There is no doubt that technology impacts much of our daily lives. It proves no different in the healthcare world. The patient experience and hospital rooms in general are going digital. There are tablets in hospital rooms, Smart TVs to educate and engage patients, Electronic Health Records that provide an electronic version of a patient’s medical history, and in the near future, there will be Smart Patient Rooms. All of these technological advancements allow healthcare providers to do what they do best: help patients. They also provide patients with education, entertainment, control, and communication.

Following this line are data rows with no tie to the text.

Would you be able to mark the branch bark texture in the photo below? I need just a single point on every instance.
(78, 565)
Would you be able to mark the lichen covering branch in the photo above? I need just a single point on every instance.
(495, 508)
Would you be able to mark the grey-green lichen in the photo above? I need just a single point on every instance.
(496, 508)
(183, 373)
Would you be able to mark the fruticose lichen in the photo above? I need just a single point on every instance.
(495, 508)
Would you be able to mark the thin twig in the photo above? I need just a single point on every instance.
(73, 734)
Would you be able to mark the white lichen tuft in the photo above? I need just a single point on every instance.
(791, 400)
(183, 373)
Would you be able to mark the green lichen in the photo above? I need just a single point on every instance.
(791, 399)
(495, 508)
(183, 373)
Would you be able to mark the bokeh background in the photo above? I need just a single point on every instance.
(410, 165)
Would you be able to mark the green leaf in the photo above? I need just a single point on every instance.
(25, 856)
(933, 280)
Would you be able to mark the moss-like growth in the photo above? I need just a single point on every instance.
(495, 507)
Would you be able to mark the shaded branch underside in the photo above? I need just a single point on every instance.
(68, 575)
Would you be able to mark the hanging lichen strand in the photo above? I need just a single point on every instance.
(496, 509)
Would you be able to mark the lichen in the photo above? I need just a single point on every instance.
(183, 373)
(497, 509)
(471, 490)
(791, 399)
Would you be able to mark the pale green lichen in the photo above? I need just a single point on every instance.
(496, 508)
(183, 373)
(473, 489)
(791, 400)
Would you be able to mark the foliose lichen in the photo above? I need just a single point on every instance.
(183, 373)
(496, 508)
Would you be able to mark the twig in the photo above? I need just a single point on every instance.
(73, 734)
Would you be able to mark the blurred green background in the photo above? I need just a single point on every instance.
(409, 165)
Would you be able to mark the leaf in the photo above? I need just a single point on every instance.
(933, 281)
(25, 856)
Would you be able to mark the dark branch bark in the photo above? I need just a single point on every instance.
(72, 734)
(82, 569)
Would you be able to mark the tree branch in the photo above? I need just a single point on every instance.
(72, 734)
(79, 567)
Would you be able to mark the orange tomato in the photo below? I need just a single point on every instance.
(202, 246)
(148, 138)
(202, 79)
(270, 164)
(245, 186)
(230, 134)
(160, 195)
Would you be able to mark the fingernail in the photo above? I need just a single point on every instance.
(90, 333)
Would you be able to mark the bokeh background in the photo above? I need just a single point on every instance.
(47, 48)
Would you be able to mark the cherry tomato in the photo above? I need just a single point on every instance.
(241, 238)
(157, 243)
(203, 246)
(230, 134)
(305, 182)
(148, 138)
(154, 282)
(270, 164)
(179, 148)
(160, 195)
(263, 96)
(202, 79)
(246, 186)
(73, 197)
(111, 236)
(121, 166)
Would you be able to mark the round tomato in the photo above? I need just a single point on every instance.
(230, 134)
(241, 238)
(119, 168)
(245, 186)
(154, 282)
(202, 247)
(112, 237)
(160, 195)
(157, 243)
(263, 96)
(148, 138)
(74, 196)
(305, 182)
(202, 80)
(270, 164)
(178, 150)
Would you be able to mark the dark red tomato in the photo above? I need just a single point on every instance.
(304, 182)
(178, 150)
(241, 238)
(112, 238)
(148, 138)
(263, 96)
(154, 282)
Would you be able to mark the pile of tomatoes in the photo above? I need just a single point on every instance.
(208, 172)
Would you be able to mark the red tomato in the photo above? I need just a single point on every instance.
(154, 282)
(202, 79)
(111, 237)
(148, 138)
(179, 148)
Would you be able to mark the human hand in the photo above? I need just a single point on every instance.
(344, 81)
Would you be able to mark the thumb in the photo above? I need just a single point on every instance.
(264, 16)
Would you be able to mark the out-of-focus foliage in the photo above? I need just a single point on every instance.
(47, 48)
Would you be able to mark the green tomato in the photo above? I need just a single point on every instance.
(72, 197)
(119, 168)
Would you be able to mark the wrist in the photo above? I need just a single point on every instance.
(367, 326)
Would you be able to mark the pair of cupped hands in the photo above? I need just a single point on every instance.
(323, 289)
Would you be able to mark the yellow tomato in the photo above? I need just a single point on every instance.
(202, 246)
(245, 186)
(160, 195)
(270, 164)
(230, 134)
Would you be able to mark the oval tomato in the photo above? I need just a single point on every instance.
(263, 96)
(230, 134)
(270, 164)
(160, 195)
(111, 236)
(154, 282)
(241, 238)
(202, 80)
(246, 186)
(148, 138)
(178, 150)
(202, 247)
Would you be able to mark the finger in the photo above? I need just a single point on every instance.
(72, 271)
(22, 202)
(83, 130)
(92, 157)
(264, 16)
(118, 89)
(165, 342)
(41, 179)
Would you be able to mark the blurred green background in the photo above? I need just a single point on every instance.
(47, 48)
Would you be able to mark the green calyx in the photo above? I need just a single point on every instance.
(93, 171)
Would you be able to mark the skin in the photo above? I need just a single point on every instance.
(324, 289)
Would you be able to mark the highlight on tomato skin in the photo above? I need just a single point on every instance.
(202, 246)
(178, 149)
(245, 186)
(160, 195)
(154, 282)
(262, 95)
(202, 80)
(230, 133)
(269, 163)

There are many dimensions of healthcare that are in need of innovation, such as patient satisfaction, patient safety, cost containment and improved profit. Facing these multiple priorities with limited resources forces leaders in healthcare to seek out innovations that can satisfy all these demands and more. Look at patient satisfaction, for example. Forces such as HCAHPS scores contribute to the growing imperative to improve patient satisfaction. This pressures healthcare systems to find ways to become more patient-centered.
So, back to the question -- ‘Will healthcare innovation improve the quality of life?’
According to The Wall Street Journal, how people feel about their condition and overall well-being affects their quality of life. Providing patients with education, as well as offering advice about managing their health problems, is extremely beneficial. Noreen Clark, director of the Center for Managing Chronic Disease at the University of Michigan, said, “Quality of life happens to be the element that is most important in motivating people to deal with an illness. People aren’t motivated to follow their clinical regimen if in fact it doesn’t improve the way they function and get along with others and manage day-to-day.”
Innovations in healthcare that provide patients with education, such as how to utilize tablets in hospital rooms, are a major step in the direction of improving the quality of life. Some examples of how providing patients with tablets are beneficial: placing a tablet in the room of a new mother to educate her on breastfeeding protocols, using a tablet to provide sound therapy or white noise to a recovering patient, or having a tablet programmed in the patient’s language that provides any information he or she may need. Furthermore, tablets also provide entertainment, a direct line of communication to healthcare staff, and remote video access to the patient’s family and care providers. Additionally, providing patients with tablets ultimately results in higher HCAHPS scores in the areas of patient satisfaction.
Overall, improving the quality of life in healthcare is a daunting endeavor. Luckily, in today’s age of technology, hospitals have the ability to employ healthcare innovations that improve certain areas of need in the industry, such as improving patient satisfaction. In the end, there is no doubt that healthcare innovations improve the quality of life.